Good practices for HPC and Cloud 2019-05-23 - Assignment

NLeSC logo

SURFsara logo

The following exercises are the assignment to score points on the HPC Cloud session. After you have attended the presentations and followed the hands-on tutorial (including the Extras), you understand all the concepts that will allow you to propose valid solutions to the exercises. You can contact your facilitators if you have any questions.

NOTE:
Access to the HPC Cloud User Interface will remain available for one week after the date of the HPC Cloud session. The assignment needs to be delivered by then too.

General description of the exercise

Baloo always keeps a sharp weather eye open for improving his adventure possibilities.
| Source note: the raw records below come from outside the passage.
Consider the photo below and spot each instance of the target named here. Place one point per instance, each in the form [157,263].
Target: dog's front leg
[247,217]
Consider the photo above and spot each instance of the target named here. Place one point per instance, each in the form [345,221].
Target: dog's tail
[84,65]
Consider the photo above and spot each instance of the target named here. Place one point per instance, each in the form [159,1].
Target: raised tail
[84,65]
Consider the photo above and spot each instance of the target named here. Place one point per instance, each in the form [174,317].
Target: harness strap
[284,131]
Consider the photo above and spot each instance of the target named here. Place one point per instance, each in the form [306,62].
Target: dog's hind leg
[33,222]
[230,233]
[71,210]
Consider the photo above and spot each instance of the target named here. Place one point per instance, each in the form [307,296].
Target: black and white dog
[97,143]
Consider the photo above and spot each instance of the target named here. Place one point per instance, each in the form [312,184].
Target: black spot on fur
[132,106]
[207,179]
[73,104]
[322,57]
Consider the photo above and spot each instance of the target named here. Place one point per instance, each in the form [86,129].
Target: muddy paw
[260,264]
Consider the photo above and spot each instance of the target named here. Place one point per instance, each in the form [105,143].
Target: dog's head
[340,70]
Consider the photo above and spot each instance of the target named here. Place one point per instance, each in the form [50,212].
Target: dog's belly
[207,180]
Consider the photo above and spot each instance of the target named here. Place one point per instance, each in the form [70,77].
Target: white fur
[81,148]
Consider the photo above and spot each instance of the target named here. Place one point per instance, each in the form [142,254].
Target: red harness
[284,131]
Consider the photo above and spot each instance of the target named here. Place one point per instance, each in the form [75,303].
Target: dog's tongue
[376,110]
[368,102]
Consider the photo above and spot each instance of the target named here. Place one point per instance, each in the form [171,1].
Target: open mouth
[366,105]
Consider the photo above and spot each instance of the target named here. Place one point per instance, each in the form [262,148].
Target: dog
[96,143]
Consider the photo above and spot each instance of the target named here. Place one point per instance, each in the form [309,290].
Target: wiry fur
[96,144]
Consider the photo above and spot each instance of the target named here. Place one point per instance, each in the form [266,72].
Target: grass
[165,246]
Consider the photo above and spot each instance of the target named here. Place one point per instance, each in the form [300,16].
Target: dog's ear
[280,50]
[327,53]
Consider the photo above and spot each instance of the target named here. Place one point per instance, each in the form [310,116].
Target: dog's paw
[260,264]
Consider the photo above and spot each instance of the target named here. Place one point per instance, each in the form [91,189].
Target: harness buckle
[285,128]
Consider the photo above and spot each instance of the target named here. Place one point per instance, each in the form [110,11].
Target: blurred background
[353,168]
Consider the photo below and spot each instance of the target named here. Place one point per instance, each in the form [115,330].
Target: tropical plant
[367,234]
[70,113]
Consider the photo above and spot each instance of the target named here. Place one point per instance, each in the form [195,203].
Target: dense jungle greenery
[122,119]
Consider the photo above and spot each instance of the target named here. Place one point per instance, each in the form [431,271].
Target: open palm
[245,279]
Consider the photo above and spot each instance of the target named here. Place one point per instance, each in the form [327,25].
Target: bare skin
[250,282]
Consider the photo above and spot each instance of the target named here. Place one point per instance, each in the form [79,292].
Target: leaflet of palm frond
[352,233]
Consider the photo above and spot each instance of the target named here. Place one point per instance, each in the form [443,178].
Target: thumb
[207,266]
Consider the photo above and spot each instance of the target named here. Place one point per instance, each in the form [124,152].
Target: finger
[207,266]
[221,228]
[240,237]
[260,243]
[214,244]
He has spotted a possibility to improve on-time delivery by looking into some historical airplane data.

He is now convinced that Principal Component Analysis is the key to his new enterprise.

Keeping himself busy in the cockpit, he has called you for help on the ground to crunch some data and provide some recommendations. Here is the telegram he wrote to you:

Telegram:

Use data from here STOP

Run PCA STOP

Recommend STOP

Your assignment:

delay-no-more

Deliver recommendations fast!

Imagine that, browsing the Internet, you get your hands on a compiled program called pca_on_planes, which follows exactly Baloo’s indications: it takes the dataset csv file and a list of column numbers to analyse as inputs, and it provides each column’s contribution to the PCA of the selected columns as outputs.

Describe a system, using the HPC Cloud, that will allow you to find the best contributing set of columns using a naïve PCA approach distributed among 1-core Virtual Machines, such that:

We split the assignment in different exercises to guide you through the process.

Marks:

Leaving the bonus exercises aside:

If you answer all exercises (except for the bonus) correctly, then you will get the maximum grade that you can get. We will value creative and smart solutions.

The bonus exercises allow you to score additional points, to complement the rest of the exercises. If you provide nice solutions, we will give you credits when we use them as examples (if you allow us to).

Exercise 1

Explain to Baloo what your idea is: tell him which features of the HPC Cloud you are going to use to tackle his problem. Tell him how beautiful your answer is because… do you need to change the pca_on_planes program?

Exercise 2

Baloo’s telegram is rather sparing with words, and you like pictures. Draw a sketch that Baloo can understand, which illustrates what you came up with in the previous exercise.

Hints:

At least, you should be able to draw some boxes for the master and the workers, depicting how they communicate and where they live. You can use a UML Component diagram and/or a UML Deployment diagram, for example.

Exercise 3

Sketch in pseudocode what you think the programs look like:

Exercise 4

Imagine that you are given a program that does the master’s work, and the pca_on_planes program for the worker. Also, imagine that you have access to the same scripts makeme_master.sh and makeme_worker.sh that you used in one of the Extras exercises.

Write down the relevant steps that you must follow in the HPC Cloud UI to run those programs with 1 master and 3 workers.

Note:

We assume all VMs use only 1 core and 1GB of RAM, so you do not need to give details on how you configure the Templates.

Exercise 5

Having to create all workers by hand is very tedious. You are so happy that you can show Baloo how to let the master create the workers on demand!!!

Thus, for a solution where the master will create the workers on demand (the master now receives the amount of workers, W, as an extra parameter):

Exercise 6 - Bonus

Implement a solution for the master and the worker according to the original description (thus, without the master creating the workers). Send us the code with comments on what you did.

Hints:

  • You may be able to reuse the code for calculating PCA for the serial version that you get from the PCA exercise in the Extras, and both the configuring scripts for the master-workers configuration from the MPI exercise.
  • Some useful information: you can run a command on a remote machine using the ssh command, as in: ssh <username>@<remote-IP> '<command>' (do NOT write the less-than and greater-than signs from that previous line)

Exercise 7 - Bonus

Implement a solution where the master creates (and releases) workers.